Back in the day, I switched to a VPS because after doing the math, I realized I would spend the same amount hosting 4 sites on shared hosting as I would on one VPS. After six months, I found out how smart a move this was, as I could upgrade PHP without having to wait for everyone on my box to be ‘ready’ for it. The box was all me! I also got more memory for use, and since I wasn’t sharing it with anyone else, if I used too much and crashed things, the only person who got hurt was me!
A VPS was power, freedom, and yes more money, but it was easy to set up server-level backups. Also it was easy to add in extra caching on the server, like x-cache, or memcached, which then lets me use not a flat-file cache but a dynamic cache like Batcache. There are, of course, reasons you may want a file-cache like WP Super Cache provides, and don’t think that plugin isn’t awesome. But when a static cache isn’t quite right, this is a great idea. You can read up on Sivel’s review of various caching plugins for WordPress.
The point here is that a VPS gave me more options! I could even install Varnish on my server to use that instead. It’s also easier to add more RAM to a VPS, and allocate disk space. For most of us, disk space is not an issue anymore, but the RAM is important.
How do I KNOW I need a VPS?
Honestly, there isn’t a magic formula. I can tell you this, with regards to all types of CMSs: The more you do, the more you need. It’s really obvious, but it’s often missed.

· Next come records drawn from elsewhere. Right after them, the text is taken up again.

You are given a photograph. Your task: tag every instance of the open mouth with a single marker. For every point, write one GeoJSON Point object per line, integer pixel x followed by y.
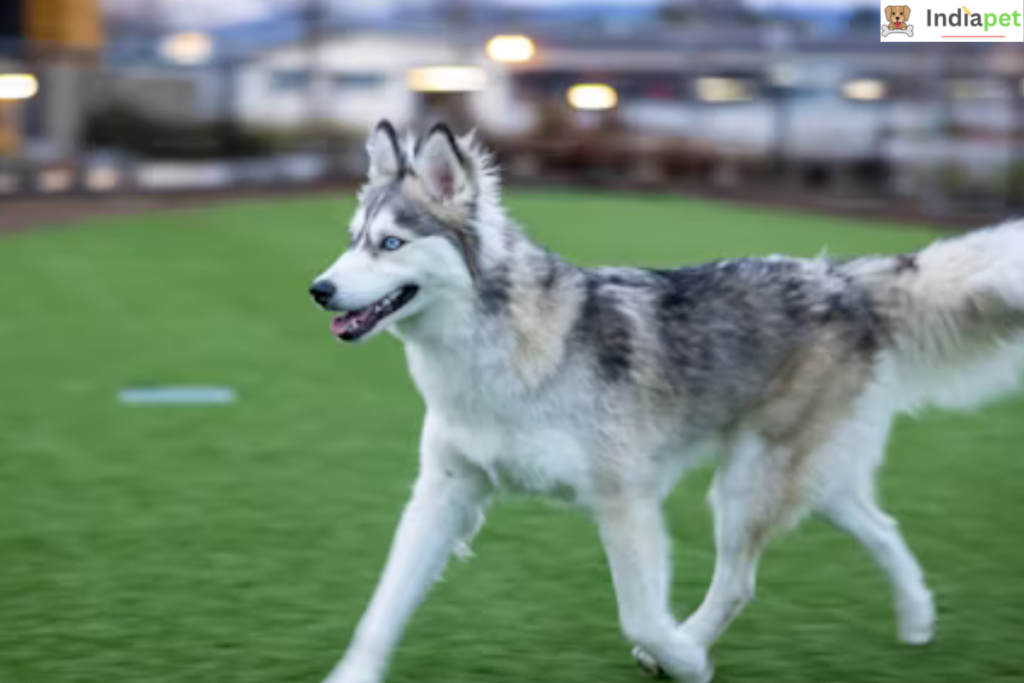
{"type": "Point", "coordinates": [354, 324]}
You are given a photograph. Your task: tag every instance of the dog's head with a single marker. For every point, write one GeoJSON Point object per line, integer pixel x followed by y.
{"type": "Point", "coordinates": [897, 13]}
{"type": "Point", "coordinates": [414, 240]}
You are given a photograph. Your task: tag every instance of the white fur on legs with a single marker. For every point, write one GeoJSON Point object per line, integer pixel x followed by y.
{"type": "Point", "coordinates": [446, 506]}
{"type": "Point", "coordinates": [859, 515]}
{"type": "Point", "coordinates": [747, 498]}
{"type": "Point", "coordinates": [633, 532]}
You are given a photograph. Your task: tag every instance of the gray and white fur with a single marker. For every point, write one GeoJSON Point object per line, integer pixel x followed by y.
{"type": "Point", "coordinates": [602, 386]}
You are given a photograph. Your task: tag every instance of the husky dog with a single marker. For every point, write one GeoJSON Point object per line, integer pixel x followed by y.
{"type": "Point", "coordinates": [602, 386]}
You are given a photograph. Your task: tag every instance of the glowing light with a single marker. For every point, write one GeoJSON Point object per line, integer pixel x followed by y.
{"type": "Point", "coordinates": [864, 88]}
{"type": "Point", "coordinates": [723, 90]}
{"type": "Point", "coordinates": [446, 79]}
{"type": "Point", "coordinates": [511, 48]}
{"type": "Point", "coordinates": [17, 86]}
{"type": "Point", "coordinates": [592, 96]}
{"type": "Point", "coordinates": [187, 49]}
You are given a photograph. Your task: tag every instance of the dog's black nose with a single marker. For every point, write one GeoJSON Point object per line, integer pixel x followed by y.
{"type": "Point", "coordinates": [323, 291]}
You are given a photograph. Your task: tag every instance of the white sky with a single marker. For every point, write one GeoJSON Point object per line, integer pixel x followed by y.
{"type": "Point", "coordinates": [211, 12]}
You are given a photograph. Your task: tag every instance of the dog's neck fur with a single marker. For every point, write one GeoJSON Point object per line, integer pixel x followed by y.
{"type": "Point", "coordinates": [522, 292]}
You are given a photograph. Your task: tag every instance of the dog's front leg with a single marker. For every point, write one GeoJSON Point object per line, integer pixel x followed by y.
{"type": "Point", "coordinates": [446, 507]}
{"type": "Point", "coordinates": [633, 532]}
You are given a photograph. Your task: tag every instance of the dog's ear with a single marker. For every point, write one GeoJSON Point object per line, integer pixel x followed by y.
{"type": "Point", "coordinates": [441, 164]}
{"type": "Point", "coordinates": [384, 152]}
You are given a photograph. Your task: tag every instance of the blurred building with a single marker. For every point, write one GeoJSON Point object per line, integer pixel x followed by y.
{"type": "Point", "coordinates": [354, 79]}
{"type": "Point", "coordinates": [55, 42]}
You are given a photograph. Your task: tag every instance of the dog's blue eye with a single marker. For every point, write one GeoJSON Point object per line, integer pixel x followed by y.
{"type": "Point", "coordinates": [390, 244]}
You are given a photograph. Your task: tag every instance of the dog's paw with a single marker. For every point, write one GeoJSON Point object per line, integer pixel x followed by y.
{"type": "Point", "coordinates": [916, 620]}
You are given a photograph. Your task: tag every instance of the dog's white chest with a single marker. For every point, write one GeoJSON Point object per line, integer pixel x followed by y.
{"type": "Point", "coordinates": [540, 460]}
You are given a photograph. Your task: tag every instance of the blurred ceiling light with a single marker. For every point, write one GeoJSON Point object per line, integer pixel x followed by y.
{"type": "Point", "coordinates": [510, 48]}
{"type": "Point", "coordinates": [781, 76]}
{"type": "Point", "coordinates": [864, 88]}
{"type": "Point", "coordinates": [101, 179]}
{"type": "Point", "coordinates": [446, 79]}
{"type": "Point", "coordinates": [723, 90]}
{"type": "Point", "coordinates": [55, 180]}
{"type": "Point", "coordinates": [187, 49]}
{"type": "Point", "coordinates": [17, 86]}
{"type": "Point", "coordinates": [592, 96]}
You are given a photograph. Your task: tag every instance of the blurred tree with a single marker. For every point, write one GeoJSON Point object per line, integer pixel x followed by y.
{"type": "Point", "coordinates": [677, 11]}
{"type": "Point", "coordinates": [864, 19]}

The more successful your site gets, the more people visit it, the more people comment (and you know these are all things you want), the more memory and CPU your site needs, so a-VPS-ing we shall go. It’s really like ‘How do I know I need new pants’ isn’t it? My pants don’t fit! They pinch me here or there. They’re slipping if I don’t wear a belt, and I hate belts.
Maybe you should think of the traffic on your website like eating. If you overeat once, say Thanksgiving, the pants are tight, but a couple days later it’s nothing at all. If you’re eating a larger amount for another reason (working out, growing taller, whatever), you’re going to have to get new pants after a while, because you just look silly when your pants end 3 inches above your ankles. Unlike the Hulk, you’re not coming back down to person size any time soon.

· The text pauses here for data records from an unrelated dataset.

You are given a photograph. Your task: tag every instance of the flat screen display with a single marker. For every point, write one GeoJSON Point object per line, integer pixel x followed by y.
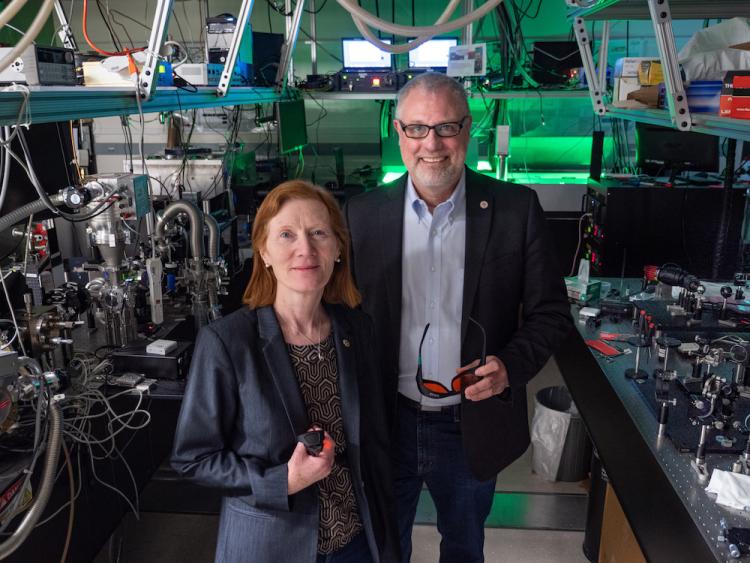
{"type": "Point", "coordinates": [361, 54]}
{"type": "Point", "coordinates": [432, 53]}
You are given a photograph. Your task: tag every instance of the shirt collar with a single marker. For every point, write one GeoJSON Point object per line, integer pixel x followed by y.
{"type": "Point", "coordinates": [455, 202]}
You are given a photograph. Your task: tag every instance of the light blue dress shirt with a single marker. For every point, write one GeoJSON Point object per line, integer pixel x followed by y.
{"type": "Point", "coordinates": [432, 291]}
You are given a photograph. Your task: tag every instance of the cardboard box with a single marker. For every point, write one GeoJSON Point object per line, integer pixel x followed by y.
{"type": "Point", "coordinates": [735, 95]}
{"type": "Point", "coordinates": [630, 66]}
{"type": "Point", "coordinates": [650, 73]}
{"type": "Point", "coordinates": [737, 107]}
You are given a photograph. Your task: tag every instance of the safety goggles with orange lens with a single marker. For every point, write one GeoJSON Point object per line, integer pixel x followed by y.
{"type": "Point", "coordinates": [435, 389]}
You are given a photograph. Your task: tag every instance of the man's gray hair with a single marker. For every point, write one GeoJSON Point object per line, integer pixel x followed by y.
{"type": "Point", "coordinates": [433, 82]}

There is something good in this, though. Most sites have a pretty easy, painless way for you to move from shared to a VPS. They’ve got scripts and tools and click-magic buttons that toss your site up, change the DNS settings, and carry on.
Downsides?
You know the more power means more responsibility line? The expectation is that I’m going to manage it. If I can’t do that, then maybe I should look at Managed Hosting… but that’s another post. The managing of a VPS is a hassle. I’ve been in tears rebuilding things at 2am more than once, because I get in over my head.
So… that’s it?
Of course not. But as with all things, nothing is an absolute here. When you get beyond Shared Hosting and into what’s next, you open a door for a wide range of possibilities. And with more possibilities you have a Seussian range of options. Go on beyond Zebra and find what fits right for you.